Les arbres récoltés seront notamment convertis en paillis, en compost ou en énergie, rappelle pour sa part Stéphanie Pelchat, responsable des communications et agente de développement pour l’AFSL.

Elle précise que depuis ses débuts, la campagne Sapin du bon sens a permis de revaloriser 180 107 arbres. Ce sont 919 conifères qui ont été récupérés l’an passé.

Si le déroulement de la campagne se fait officiellement du 1er au 31 janvier, il est possible de rapporter son sapin dans un écocentre en tout temps.

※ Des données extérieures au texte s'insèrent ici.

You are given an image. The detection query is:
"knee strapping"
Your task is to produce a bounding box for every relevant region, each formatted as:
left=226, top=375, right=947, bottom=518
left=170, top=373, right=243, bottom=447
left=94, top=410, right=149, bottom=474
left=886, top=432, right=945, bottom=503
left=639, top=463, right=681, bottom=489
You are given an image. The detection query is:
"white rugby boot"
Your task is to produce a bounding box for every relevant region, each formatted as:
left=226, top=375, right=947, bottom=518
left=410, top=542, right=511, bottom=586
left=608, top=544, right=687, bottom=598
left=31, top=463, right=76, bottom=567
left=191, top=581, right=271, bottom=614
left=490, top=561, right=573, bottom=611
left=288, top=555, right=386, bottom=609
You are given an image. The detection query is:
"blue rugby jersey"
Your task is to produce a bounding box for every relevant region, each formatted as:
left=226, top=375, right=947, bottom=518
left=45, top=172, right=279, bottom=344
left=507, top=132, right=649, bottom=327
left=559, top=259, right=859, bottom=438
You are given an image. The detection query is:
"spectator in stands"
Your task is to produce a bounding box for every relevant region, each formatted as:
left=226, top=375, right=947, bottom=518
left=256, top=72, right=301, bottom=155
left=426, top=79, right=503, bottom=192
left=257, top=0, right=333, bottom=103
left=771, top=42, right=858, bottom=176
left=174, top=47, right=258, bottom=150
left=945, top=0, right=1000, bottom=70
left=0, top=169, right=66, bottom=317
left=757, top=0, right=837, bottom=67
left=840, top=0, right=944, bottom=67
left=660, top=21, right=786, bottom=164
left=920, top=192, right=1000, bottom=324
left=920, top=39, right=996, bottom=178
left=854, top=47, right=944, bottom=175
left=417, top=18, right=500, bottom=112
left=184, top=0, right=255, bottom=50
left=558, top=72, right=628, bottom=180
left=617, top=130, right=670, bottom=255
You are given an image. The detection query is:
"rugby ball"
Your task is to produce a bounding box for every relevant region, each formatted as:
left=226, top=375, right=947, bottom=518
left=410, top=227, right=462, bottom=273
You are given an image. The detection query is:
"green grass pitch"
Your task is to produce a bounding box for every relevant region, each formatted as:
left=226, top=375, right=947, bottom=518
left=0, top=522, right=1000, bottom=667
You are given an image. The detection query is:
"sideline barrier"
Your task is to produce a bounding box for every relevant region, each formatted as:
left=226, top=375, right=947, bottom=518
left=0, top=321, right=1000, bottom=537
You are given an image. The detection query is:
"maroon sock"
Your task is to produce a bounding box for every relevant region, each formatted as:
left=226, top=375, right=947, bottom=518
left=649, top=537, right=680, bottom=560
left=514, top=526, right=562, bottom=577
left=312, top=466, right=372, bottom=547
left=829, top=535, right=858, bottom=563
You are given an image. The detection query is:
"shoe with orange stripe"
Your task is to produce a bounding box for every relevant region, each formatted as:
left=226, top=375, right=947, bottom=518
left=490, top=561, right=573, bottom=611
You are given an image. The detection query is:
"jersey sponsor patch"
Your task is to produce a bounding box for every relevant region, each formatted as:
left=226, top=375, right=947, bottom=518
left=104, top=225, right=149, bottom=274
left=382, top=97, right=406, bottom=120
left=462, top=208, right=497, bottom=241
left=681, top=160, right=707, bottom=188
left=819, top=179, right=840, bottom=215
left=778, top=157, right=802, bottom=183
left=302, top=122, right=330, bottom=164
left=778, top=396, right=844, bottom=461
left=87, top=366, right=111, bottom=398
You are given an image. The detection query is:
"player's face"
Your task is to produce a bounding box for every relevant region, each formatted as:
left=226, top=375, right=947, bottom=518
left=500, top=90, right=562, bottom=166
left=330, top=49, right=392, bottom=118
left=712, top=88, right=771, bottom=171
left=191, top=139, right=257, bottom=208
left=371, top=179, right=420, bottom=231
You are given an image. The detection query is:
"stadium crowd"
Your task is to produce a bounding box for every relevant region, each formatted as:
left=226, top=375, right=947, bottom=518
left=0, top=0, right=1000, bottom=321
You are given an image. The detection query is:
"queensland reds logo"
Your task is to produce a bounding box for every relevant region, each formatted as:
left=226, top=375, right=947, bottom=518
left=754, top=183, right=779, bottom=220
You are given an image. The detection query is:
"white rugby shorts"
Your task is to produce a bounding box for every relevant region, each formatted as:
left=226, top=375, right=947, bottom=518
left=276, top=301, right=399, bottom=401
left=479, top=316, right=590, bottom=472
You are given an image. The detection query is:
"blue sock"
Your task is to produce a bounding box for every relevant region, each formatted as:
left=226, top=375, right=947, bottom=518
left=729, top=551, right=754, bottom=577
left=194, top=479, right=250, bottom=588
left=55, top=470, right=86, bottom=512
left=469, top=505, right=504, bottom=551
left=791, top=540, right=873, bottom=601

Par ailleurs, selon l’AFSL, il faut utiliser un sapin artificiel pendant 20 ans avant d’annuler son impact négatif sur l’environnement. La fabrication d’un sapin artificiel, combinée au transport de celui-ci, émet autant de GES qu’une voiture qui parcourt 322 kilomètres.

Au-delà des sapins

Diane Bouchard insiste sur le fait qu’outre la récupération des sapins, la campagne se veut une occasion de sensibiliser la population quant aux impacts de leur consommation sur l’environnement.

À ce titre, Stéphanie Pelchat enjoint les gens à « éviter le gaspillage, à acheter local, ou encore à fabriquer leurs décorations de Noël. »

Sur ce dernier point, elle soutient que la fabrication des décorations n’a pas comme seul avantage de réduire la consommation. Dans un contexte où tout coûte plus cher, dit-elle, c’est aussi une façon de minimiser ses dépenses, de même qu’un excellent prétexte de s’adonner à une activité en famille. Car Noël, « c’est avant tout une occasion pour se rassembler! »

De son côté, Diane Bouchard laisse entendre que la confection de décorations de Noël n’a pas à être compliquée. Faute d’outils, elle rappelle que l’imagination est l’un des meilleurs instruments, et qu’à défaut de matériaux, de vieilles retailles de bois feront parfaitement l’affaire.